||[May. 10th, 2006|12:38 am]
Goddamn man pages! Bloody terse affairs they are! (for those non-techies who are reading this, man is short for manuals, so when you want to look up how "touch" works you type "man touch".
But what really gets me was I was looking up some commands, nroff/groff/troff. The man pages for nroff amounted to
The nroff script emulates the nroff command using groff.
So I look up groff:
groff is a front-end to the groff document formatting system. Normally it runs the troff program and a postprocessor appropriate for the selected device.
So I look up troff:
This manual page describes the GNU version of troff, which is part of the groff document formatting system.
Thinking that the man page writers had a sense of humour I decided to see if "man recursion" would bring up a man document that read as:
Terse I tell you, terse. Ok, those explanations were only roughly the first line or two, one would think that the man pages would follow what the media people call the "inverted pyramid" scheme of writing things. I mean, you put the most important stuff at the top, so that if you're editted for space, you get the main points early on.
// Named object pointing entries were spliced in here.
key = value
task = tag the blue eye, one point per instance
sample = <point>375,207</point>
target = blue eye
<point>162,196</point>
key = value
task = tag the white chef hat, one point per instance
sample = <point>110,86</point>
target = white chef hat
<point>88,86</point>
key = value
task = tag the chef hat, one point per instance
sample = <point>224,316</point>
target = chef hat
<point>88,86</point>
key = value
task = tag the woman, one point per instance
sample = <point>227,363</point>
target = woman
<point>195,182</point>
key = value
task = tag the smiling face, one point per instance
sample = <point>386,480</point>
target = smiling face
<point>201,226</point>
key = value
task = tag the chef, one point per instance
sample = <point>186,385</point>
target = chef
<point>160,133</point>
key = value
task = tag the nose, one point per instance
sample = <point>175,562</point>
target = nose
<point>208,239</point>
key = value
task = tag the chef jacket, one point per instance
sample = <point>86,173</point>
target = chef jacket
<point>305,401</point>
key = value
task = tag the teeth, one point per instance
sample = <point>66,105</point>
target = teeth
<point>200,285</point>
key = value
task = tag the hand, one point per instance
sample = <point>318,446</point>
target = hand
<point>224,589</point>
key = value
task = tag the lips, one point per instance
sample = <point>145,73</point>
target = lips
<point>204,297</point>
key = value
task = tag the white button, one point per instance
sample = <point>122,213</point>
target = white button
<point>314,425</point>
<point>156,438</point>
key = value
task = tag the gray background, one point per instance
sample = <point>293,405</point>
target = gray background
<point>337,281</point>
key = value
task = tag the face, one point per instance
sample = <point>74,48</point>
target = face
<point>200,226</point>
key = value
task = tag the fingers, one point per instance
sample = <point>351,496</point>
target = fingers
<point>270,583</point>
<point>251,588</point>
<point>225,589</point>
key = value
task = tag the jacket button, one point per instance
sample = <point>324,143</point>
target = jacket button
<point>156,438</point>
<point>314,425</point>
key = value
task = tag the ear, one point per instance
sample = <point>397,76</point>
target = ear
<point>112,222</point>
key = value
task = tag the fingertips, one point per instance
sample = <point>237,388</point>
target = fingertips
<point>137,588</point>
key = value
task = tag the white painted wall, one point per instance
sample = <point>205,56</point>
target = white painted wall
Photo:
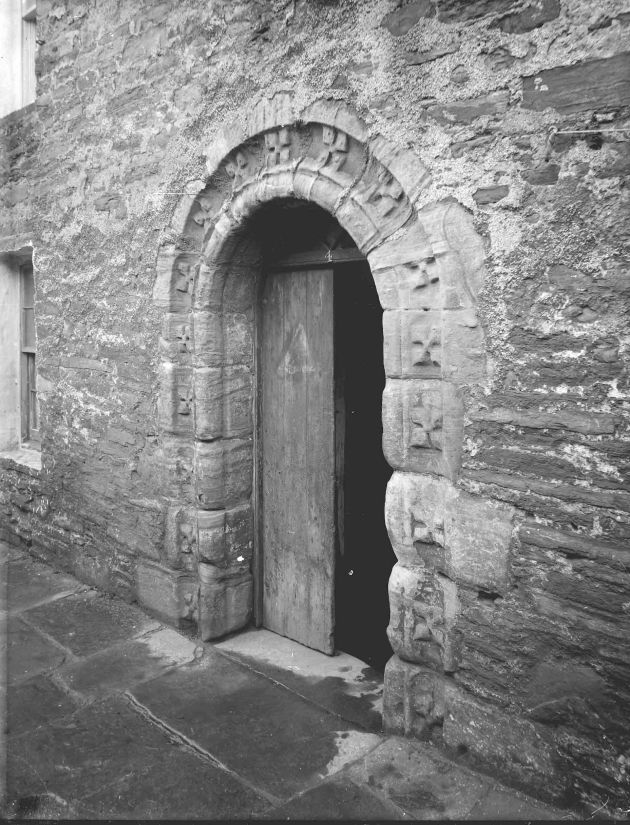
<point>10,56</point>
<point>9,354</point>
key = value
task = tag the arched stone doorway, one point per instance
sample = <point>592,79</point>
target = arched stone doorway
<point>322,556</point>
<point>427,264</point>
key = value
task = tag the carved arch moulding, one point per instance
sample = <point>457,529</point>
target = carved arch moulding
<point>427,264</point>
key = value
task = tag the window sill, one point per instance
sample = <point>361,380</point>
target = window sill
<point>23,457</point>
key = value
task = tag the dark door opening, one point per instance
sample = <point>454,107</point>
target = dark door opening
<point>324,556</point>
<point>365,556</point>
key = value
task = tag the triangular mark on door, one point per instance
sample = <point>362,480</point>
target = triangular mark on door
<point>296,357</point>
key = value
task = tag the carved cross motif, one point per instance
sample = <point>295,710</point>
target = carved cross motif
<point>182,335</point>
<point>187,537</point>
<point>426,345</point>
<point>184,277</point>
<point>237,168</point>
<point>424,534</point>
<point>184,401</point>
<point>426,420</point>
<point>335,149</point>
<point>278,145</point>
<point>427,273</point>
<point>386,194</point>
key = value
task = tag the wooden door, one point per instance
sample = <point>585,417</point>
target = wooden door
<point>297,468</point>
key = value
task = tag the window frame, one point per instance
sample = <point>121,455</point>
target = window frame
<point>29,402</point>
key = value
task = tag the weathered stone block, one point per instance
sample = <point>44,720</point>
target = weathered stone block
<point>422,426</point>
<point>171,595</point>
<point>518,749</point>
<point>175,276</point>
<point>223,472</point>
<point>416,623</point>
<point>208,297</point>
<point>226,537</point>
<point>175,401</point>
<point>477,535</point>
<point>180,539</point>
<point>223,402</point>
<point>208,406</point>
<point>211,536</point>
<point>416,537</point>
<point>412,343</point>
<point>463,347</point>
<point>464,536</point>
<point>225,601</point>
<point>238,335</point>
<point>208,332</point>
<point>404,165</point>
<point>593,84</point>
<point>376,207</point>
<point>413,699</point>
<point>176,343</point>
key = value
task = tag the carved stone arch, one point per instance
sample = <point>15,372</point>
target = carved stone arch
<point>427,264</point>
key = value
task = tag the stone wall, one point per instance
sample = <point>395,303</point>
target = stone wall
<point>510,600</point>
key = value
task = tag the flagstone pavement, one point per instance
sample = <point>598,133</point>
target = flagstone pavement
<point>111,714</point>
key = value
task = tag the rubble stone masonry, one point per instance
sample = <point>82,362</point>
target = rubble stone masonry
<point>477,152</point>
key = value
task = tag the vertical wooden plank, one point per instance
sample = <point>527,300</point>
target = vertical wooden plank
<point>297,475</point>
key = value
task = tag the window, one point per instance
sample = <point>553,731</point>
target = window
<point>19,401</point>
<point>28,373</point>
<point>29,45</point>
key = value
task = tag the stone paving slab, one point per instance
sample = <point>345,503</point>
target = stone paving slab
<point>273,738</point>
<point>120,667</point>
<point>338,799</point>
<point>340,683</point>
<point>106,761</point>
<point>89,622</point>
<point>275,730</point>
<point>30,583</point>
<point>35,702</point>
<point>28,652</point>
<point>419,781</point>
<point>504,804</point>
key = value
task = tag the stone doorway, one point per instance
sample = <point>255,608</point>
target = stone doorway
<point>323,555</point>
<point>426,260</point>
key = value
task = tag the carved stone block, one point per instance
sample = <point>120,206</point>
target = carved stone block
<point>170,595</point>
<point>176,343</point>
<point>208,295</point>
<point>412,343</point>
<point>175,399</point>
<point>407,167</point>
<point>238,335</point>
<point>478,534</point>
<point>225,601</point>
<point>323,188</point>
<point>209,400</point>
<point>211,537</point>
<point>422,426</point>
<point>417,535</point>
<point>416,626</point>
<point>463,347</point>
<point>226,537</point>
<point>413,699</point>
<point>464,536</point>
<point>208,332</point>
<point>175,277</point>
<point>239,291</point>
<point>223,472</point>
<point>180,539</point>
<point>170,467</point>
<point>278,145</point>
<point>518,748</point>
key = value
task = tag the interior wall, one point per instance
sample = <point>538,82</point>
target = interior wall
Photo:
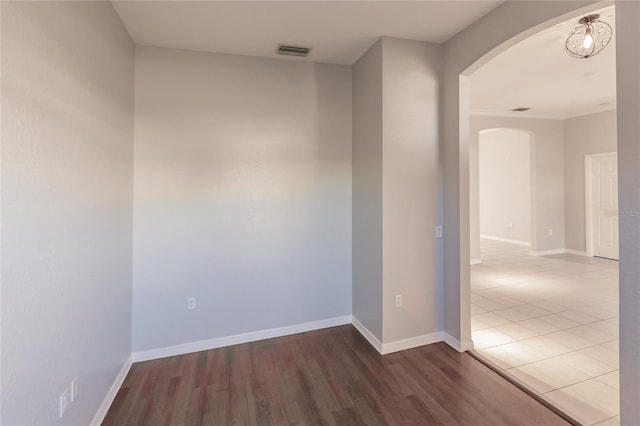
<point>367,190</point>
<point>412,255</point>
<point>628,127</point>
<point>242,195</point>
<point>589,134</point>
<point>505,184</point>
<point>547,174</point>
<point>501,28</point>
<point>67,164</point>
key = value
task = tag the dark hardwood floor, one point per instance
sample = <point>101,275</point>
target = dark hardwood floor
<point>324,377</point>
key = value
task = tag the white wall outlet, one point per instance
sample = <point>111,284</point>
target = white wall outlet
<point>64,401</point>
<point>398,300</point>
<point>74,389</point>
<point>191,303</point>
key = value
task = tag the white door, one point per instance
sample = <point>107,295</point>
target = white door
<point>604,210</point>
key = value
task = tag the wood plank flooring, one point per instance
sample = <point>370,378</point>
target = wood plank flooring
<point>325,377</point>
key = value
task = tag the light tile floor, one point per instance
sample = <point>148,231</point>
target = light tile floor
<point>551,322</point>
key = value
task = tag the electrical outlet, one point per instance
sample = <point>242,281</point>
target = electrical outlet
<point>74,389</point>
<point>64,401</point>
<point>398,300</point>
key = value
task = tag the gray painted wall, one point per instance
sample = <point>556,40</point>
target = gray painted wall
<point>590,134</point>
<point>548,177</point>
<point>412,256</point>
<point>242,195</point>
<point>628,111</point>
<point>67,150</point>
<point>367,189</point>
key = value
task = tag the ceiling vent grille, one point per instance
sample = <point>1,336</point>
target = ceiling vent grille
<point>284,49</point>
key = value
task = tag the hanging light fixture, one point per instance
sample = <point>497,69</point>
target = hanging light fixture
<point>589,39</point>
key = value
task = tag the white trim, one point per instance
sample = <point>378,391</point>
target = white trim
<point>204,345</point>
<point>411,342</point>
<point>371,338</point>
<point>113,391</point>
<point>547,252</point>
<point>514,114</point>
<point>506,240</point>
<point>456,344</point>
<point>576,252</point>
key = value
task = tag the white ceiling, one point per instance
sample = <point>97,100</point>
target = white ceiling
<point>338,31</point>
<point>539,74</point>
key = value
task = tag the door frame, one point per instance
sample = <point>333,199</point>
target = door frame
<point>588,197</point>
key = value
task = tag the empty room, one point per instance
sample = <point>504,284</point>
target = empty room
<point>261,212</point>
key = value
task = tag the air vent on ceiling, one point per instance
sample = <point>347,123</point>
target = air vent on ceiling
<point>284,49</point>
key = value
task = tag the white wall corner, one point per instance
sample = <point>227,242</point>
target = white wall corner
<point>220,342</point>
<point>456,344</point>
<point>111,394</point>
<point>547,252</point>
<point>412,342</point>
<point>371,338</point>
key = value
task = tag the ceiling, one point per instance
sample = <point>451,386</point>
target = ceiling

For me, early points would be "what does this thing do exactly?" which don't exactly seem to be forthcoming in those pages.
Gah, maybe I'm just tired.
 Every time I heard the word terse I start to think of a conversation with some people in class. I think it was about man pages, and I just said, "Yeah, they can be a bit terse at times" and Graham or Dave replies "I take it that by terse you mean 'shit'." And then spent the rest of the day describing things he didn't like as terse.